Je demandai à l’empereur la permission de lui poser une question, à laquelle je le priai de me faire une réponse loyale et franche : « Votre intention est-elle de continuer à défendre l’intégrité de l’empire ottoman ? C’est là le principe fondamental de notre alliance avec vous ; c’est pour ce principe que nous avons fait tant de sacrifices de sang et d’argent, et nous sommes décidés à le défendre avec la dernière énergie. »

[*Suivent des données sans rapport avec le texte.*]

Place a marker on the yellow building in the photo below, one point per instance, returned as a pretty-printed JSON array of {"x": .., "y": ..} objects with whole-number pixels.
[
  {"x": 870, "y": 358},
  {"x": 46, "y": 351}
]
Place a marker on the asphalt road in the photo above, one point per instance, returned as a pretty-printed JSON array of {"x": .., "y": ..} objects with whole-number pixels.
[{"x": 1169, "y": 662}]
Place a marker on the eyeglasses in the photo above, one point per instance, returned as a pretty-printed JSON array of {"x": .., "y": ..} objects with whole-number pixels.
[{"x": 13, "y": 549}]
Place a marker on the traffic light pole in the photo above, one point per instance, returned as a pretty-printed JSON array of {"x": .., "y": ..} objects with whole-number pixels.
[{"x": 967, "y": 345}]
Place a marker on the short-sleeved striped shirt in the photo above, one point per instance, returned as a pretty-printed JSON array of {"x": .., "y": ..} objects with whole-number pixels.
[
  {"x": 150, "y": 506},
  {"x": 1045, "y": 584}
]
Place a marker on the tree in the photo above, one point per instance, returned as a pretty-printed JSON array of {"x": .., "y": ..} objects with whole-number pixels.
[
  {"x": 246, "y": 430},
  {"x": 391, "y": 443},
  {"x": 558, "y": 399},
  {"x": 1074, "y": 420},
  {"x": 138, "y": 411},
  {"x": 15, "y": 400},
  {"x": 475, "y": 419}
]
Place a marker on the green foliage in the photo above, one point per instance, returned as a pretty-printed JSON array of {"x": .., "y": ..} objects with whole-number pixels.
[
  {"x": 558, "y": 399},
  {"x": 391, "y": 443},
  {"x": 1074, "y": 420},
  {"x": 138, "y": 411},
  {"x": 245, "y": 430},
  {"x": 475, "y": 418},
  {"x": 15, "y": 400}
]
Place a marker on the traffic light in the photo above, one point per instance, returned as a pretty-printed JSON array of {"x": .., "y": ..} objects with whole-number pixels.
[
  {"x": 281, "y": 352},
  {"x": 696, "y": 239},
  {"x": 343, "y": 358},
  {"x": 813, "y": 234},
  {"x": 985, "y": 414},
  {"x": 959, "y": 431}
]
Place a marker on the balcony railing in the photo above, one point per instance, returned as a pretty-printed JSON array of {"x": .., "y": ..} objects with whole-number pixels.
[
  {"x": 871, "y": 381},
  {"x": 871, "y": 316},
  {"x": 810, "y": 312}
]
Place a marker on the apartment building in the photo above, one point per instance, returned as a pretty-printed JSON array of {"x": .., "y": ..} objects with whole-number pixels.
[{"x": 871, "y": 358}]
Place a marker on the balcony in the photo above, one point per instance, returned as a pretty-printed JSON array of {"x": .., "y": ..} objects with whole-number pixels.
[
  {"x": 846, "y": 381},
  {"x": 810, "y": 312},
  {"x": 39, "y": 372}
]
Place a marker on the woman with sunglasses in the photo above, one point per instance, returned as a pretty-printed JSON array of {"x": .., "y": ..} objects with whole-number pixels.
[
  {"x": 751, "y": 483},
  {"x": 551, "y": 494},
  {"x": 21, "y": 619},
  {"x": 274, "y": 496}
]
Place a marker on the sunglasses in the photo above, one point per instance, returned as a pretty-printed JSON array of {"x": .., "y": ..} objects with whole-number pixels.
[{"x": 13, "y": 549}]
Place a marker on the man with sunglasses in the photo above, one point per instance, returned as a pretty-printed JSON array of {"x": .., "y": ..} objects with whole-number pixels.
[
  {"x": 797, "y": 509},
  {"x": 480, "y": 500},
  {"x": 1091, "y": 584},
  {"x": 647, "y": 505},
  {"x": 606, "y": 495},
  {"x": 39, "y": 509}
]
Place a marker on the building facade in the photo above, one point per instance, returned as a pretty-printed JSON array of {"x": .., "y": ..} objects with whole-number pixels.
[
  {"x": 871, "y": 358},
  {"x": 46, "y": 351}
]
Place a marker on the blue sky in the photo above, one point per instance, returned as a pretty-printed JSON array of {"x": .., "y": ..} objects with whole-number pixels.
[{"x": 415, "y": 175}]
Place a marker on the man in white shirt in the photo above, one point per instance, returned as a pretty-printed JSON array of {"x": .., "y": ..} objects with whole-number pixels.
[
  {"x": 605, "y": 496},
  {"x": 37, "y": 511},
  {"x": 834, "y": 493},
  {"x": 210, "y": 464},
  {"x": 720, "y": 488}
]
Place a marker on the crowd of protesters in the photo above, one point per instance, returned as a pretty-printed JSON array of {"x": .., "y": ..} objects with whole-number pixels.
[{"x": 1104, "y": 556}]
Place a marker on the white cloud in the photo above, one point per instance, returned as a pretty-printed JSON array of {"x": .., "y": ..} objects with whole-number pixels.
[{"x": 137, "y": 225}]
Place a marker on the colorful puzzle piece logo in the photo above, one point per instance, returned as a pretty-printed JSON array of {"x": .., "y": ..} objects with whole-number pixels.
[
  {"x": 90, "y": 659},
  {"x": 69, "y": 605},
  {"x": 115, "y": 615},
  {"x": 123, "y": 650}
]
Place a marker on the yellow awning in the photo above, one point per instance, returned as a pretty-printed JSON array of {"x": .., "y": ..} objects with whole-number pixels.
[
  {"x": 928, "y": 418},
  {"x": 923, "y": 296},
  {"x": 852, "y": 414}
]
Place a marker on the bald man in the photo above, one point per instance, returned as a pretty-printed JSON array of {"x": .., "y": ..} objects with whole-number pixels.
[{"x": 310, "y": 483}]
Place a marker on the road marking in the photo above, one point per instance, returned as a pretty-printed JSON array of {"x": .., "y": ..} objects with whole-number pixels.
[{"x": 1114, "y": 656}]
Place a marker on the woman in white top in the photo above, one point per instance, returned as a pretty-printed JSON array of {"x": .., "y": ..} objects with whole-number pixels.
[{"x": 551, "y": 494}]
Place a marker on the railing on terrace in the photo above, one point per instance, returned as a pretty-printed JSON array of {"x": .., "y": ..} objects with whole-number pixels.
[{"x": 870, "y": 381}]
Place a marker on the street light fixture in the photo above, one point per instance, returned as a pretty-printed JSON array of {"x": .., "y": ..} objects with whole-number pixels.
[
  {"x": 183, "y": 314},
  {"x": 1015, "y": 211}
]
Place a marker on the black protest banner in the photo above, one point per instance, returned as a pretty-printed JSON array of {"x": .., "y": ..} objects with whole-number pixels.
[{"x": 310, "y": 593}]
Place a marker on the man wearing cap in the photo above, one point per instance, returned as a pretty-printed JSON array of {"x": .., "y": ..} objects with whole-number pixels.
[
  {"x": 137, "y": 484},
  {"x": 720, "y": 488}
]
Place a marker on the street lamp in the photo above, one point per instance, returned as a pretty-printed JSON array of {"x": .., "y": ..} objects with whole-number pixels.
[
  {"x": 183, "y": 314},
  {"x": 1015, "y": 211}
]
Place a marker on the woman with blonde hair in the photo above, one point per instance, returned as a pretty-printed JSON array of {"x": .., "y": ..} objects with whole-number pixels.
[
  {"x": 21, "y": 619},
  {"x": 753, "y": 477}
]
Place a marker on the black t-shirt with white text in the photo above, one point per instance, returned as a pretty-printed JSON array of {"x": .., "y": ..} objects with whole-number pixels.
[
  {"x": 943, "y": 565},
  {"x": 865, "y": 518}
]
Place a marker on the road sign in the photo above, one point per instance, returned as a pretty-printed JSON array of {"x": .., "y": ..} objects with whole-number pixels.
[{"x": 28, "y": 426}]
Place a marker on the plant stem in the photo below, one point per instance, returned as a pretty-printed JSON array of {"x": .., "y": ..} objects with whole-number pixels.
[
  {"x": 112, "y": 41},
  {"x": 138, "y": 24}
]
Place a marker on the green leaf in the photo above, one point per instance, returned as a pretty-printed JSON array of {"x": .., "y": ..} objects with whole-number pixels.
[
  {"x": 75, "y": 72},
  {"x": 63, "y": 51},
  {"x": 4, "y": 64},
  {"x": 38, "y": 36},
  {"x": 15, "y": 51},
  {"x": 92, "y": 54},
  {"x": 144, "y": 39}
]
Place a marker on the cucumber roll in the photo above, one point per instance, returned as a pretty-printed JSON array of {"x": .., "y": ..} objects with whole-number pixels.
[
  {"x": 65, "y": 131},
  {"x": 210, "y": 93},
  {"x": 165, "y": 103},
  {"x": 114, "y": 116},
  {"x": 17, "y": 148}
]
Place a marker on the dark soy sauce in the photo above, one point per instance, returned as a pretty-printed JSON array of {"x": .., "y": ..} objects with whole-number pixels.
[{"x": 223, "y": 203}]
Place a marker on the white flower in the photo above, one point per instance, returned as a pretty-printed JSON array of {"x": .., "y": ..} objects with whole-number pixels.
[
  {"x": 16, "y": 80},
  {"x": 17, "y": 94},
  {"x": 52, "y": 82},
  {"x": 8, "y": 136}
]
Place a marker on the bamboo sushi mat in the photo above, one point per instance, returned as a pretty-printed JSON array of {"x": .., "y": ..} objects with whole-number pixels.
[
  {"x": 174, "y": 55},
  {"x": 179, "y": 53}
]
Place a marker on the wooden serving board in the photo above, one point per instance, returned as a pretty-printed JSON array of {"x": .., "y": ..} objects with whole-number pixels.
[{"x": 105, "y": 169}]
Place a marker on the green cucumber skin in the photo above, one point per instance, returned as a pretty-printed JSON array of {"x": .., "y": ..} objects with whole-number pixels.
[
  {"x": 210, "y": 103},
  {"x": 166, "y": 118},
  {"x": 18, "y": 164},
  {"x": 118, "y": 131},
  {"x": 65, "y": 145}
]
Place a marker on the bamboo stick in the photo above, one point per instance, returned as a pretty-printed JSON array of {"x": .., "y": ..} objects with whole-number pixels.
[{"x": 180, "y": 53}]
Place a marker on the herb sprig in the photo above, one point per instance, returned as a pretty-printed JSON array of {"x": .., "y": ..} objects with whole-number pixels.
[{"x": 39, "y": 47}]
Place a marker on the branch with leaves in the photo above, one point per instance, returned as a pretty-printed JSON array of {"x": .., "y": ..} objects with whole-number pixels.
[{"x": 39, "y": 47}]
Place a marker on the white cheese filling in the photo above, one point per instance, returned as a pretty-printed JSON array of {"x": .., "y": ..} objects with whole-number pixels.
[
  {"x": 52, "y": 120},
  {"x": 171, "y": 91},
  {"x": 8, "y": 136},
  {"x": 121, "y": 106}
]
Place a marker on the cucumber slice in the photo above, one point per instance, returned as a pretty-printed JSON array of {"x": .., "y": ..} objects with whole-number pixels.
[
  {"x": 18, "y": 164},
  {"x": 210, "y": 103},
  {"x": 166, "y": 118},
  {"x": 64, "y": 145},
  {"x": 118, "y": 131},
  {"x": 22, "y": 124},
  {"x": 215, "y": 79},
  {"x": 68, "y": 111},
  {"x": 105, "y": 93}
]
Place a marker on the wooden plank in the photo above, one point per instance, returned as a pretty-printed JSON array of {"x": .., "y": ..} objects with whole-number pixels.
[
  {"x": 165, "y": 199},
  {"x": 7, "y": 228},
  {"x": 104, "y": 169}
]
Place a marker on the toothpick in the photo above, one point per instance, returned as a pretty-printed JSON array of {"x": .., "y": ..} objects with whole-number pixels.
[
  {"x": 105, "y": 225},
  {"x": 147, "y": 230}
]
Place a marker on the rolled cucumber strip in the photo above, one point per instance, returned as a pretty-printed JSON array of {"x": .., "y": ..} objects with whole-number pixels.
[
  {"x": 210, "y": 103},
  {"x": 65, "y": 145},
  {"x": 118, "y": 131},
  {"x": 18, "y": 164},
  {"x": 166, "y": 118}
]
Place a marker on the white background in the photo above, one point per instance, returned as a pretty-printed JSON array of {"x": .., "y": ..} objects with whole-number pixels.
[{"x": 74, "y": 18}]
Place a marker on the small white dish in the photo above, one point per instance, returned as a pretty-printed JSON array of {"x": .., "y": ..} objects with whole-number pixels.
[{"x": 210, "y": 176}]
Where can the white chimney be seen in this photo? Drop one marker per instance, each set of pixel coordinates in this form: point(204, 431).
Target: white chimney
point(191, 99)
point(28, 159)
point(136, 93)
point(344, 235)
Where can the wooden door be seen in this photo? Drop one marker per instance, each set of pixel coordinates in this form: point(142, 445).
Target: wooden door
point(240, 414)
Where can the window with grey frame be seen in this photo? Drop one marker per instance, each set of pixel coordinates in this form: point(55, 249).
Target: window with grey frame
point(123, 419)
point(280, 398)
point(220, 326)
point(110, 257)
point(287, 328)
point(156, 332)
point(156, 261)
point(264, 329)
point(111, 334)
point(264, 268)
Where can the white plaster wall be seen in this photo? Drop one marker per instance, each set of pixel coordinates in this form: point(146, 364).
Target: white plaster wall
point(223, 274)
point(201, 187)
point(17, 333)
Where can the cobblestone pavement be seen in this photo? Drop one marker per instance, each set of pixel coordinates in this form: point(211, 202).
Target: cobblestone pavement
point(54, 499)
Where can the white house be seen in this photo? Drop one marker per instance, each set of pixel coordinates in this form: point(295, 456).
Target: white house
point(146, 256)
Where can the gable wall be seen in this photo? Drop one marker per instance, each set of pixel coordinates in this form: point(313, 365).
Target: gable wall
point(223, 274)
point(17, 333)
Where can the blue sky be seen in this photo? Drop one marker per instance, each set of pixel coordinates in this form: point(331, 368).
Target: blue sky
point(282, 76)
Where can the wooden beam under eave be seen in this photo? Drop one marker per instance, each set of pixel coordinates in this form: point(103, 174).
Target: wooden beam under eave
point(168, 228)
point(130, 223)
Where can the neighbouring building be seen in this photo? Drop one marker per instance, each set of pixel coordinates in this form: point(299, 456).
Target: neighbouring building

L’empereur me dit qu’il allait me répondre franchement et loyalement : « Si je parlais comme simple particulier, je vous avouerais que je n’ai aucune sympathie pour un aussi mauvais gouvernement que celui des Turcs. » Je l’interrompis pour lui dire que je pensais à cet égard comme lui. « Mais, reprit-il, si vous vous adressez à moi comme à un homme politique, c’est autre chose. Je ne suis nullement disposé à abandonner l’objet primitif de notre alliance, pour lequel la France, comme l’Angleterre, a fait de grands sacrifices. »

« — Eh bien, lui dis-je, si nous sommes décidés à maintenir l’empire ottoman, la Russie, elle, est décidée à le détruire. Seulement, comme elle a vu la faute qu’elle avait commise en laissant la France se mettre de notre côté, elle veut la prochaine fois vous avoir avec elle. Les deux adversaires en présence sont l’Angleterre et la Russie. La France est l’alliée que chacune d’entre elles désire. Or, j’ai le regret de le dire, depuis la conclusion de la paix, la Russie a fait un immense progrès en entraînant la France avec elle, et tout ce qui se passe à Constantinople est un triomphe complet pour l’influence russe. »

L’empereur reprit : « Je ne crois pas aux projets ambitieux que vous prêtez à la Russie. Bien que je ne prenne pas pour parole d’Évangile tout ce que m’a dit le grand-duc Constantin, j’ai confiance dans sa sincérité lorsqu’il m’affirme que la Russie ne veut pas prendre Constantinople.